In a roughly similar semiotic vein, I would also invoke a historian of Walsingham, Susan Signe Morrison, who has written fascinatingly of how the figure of Ophelia in Hamlet, created not so many decades after the Reformation and the destruction of much of Walsingham, can be shown to exist as a trace of the Virgin of the pre-Reformation shrine: profaned, laid waste, destroyed. Ophelia becomes detritus through rhetorical and dramatic idioms of trash and sexualization. In turn, thinking of how some priests engage with and then drop their sexual prey, I confess that images of the making of waste, the creation and then discarding of matter and memories seen as out of place in relation to the institution of the church, kept coming to my mind as I perused the archive.

4.

My final fragment is both historical and ethnographic, and it’s one that is, I suppose, a typical knee-jerk reaction from an anthropologist to this kind of material. The history of anthropology and Christianity is riven with questions of how to deal with witchcraft but also with witchcraft accusations—with the epistemologies as well as the social and institutional arrangements behind episodes, moral dramas of allegation, accountability, and resolution. Much could be said about this, but I’ll confine myself to just two points, leaping off from how the material we’re looking at compares with the type of witchcraft accusations described by E. E. Evans-Pritchard.

Evans-Pritchard stresses that accusations among the Azande, if they are to become socially and culturally salient, should take place among broad equals, often rivals. The cases we’ve been looking at raise complex questions concerning the very lack of equality—in relation to the respective ages of victim and accused, status within the church, perhaps also class. But we also see two institutional systems of determining status combining and clashing: that of the church and its sense of spiritual hierarchy and that of secular human rights, where equality before the law is more likely to be asserted. Secondly, Evans-Pritchard makes an epistemological point: the Azande do not allow individual cases where their system of explanation and accountability seems to fail to actually challenge their assumption that the system itself is to be relied upon.
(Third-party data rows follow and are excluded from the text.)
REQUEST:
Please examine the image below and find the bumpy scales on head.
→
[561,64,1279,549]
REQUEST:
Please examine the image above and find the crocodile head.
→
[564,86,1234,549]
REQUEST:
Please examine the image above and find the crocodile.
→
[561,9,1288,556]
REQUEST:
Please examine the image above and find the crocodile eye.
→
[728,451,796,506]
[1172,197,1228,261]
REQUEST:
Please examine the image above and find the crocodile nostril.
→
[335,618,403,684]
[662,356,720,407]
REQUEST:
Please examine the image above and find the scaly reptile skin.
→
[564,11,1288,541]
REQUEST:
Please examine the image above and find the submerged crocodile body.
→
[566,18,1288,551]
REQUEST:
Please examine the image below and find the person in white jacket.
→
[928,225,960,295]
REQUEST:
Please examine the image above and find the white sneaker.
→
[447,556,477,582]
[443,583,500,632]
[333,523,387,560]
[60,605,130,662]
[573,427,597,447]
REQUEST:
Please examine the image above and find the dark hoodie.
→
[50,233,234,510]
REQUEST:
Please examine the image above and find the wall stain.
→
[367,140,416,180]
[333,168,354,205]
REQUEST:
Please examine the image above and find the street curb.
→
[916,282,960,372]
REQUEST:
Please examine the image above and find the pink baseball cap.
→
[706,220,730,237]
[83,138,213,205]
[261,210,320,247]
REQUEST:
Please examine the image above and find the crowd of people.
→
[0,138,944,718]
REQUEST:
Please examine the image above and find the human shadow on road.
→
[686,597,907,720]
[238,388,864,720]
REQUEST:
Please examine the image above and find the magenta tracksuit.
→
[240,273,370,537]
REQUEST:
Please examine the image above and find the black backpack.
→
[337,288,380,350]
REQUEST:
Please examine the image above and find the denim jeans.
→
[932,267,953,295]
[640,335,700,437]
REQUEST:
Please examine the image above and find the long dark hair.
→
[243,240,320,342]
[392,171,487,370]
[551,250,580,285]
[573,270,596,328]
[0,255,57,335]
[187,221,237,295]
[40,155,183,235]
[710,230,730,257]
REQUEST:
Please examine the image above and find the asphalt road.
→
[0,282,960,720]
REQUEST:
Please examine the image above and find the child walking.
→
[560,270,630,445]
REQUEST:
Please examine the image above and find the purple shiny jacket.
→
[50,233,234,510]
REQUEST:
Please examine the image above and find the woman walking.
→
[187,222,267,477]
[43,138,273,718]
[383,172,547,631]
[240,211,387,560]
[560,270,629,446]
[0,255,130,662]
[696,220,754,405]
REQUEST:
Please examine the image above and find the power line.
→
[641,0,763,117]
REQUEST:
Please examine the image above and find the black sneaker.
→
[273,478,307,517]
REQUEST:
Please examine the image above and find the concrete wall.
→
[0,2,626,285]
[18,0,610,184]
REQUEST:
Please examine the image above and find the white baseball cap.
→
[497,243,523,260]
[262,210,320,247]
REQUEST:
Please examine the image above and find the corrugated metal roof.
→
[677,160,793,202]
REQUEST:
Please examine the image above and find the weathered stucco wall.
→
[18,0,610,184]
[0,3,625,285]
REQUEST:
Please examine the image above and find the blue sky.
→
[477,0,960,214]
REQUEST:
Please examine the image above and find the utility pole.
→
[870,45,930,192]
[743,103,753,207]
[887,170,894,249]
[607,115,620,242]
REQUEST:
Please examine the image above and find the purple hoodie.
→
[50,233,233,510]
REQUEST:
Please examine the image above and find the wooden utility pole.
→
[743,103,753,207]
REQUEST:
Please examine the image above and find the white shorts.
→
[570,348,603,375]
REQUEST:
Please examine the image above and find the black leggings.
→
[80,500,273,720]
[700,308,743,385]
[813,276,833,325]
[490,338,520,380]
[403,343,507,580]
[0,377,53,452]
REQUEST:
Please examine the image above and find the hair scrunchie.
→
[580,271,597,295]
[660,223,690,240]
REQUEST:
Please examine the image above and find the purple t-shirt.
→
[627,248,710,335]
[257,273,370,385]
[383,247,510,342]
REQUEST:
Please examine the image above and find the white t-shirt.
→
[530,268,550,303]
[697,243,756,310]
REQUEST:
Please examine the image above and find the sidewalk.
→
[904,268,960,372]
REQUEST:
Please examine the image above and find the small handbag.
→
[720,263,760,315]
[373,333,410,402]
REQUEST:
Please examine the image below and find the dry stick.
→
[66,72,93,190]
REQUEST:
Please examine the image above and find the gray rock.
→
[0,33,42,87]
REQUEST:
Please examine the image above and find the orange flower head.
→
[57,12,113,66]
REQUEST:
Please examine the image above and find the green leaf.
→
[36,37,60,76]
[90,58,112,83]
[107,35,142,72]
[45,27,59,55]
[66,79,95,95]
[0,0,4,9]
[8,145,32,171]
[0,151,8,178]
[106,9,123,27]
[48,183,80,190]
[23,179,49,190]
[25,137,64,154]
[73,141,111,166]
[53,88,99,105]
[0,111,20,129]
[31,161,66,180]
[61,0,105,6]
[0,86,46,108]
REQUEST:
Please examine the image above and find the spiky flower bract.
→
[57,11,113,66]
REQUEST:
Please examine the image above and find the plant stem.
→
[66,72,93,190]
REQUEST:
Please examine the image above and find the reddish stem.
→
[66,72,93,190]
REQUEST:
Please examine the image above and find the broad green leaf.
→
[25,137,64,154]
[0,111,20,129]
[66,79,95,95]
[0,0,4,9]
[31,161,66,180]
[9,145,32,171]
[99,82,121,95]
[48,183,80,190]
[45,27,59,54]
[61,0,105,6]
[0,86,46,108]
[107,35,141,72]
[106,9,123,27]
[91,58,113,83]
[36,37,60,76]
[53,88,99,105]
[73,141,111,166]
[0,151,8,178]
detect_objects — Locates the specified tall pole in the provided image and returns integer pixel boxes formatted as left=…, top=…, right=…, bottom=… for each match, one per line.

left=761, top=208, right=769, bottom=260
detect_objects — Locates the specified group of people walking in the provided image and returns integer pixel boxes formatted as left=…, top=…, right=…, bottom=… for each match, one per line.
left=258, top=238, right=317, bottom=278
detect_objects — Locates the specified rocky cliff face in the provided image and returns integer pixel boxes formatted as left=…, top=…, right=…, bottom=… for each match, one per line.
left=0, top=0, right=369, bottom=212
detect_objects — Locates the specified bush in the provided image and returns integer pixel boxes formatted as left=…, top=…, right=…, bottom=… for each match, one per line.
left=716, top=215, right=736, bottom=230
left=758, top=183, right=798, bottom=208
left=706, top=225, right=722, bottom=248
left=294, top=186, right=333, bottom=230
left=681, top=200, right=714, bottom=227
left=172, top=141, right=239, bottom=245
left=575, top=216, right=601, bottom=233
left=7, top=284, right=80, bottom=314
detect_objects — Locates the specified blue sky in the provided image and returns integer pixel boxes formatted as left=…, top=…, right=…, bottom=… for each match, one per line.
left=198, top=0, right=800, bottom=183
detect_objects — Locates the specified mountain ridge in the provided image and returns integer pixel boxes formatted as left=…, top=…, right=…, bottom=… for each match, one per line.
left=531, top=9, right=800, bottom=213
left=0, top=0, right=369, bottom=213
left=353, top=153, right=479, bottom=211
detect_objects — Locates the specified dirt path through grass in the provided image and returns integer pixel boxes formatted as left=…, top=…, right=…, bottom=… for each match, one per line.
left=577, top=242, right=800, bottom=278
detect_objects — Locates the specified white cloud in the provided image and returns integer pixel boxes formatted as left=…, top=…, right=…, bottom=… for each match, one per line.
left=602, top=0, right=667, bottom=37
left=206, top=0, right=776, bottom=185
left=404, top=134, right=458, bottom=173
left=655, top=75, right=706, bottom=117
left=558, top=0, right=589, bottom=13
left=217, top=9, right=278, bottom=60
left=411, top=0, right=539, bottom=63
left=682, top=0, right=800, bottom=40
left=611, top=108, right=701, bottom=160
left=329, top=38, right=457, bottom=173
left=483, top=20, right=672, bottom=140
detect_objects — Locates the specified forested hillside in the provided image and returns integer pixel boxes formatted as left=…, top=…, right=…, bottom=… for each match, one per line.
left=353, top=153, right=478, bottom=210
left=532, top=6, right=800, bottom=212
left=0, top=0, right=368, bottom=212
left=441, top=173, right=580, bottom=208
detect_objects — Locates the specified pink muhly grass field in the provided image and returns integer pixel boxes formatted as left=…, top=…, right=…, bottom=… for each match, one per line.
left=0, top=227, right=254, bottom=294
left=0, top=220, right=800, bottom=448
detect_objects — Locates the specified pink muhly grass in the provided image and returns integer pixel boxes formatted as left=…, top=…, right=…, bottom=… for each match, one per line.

What strikes me about the archives is the way we see episodes of abuse leading us in two rather different moral, religious, and perhaps epistemological directions. On the one hand, episodes of abuse find lay victims losing faith in both the church and its system of accountability; on the other hand, following episodes of abuse many of the priests involved seem to gain in their faith in the system.

What these four fragments have in common are not only worries over how we make comparisons but also the conviction that a focus on the Catholic Church alone is not enough; not if we want to understand both the particularities and the banalities of its construction and response to abuse.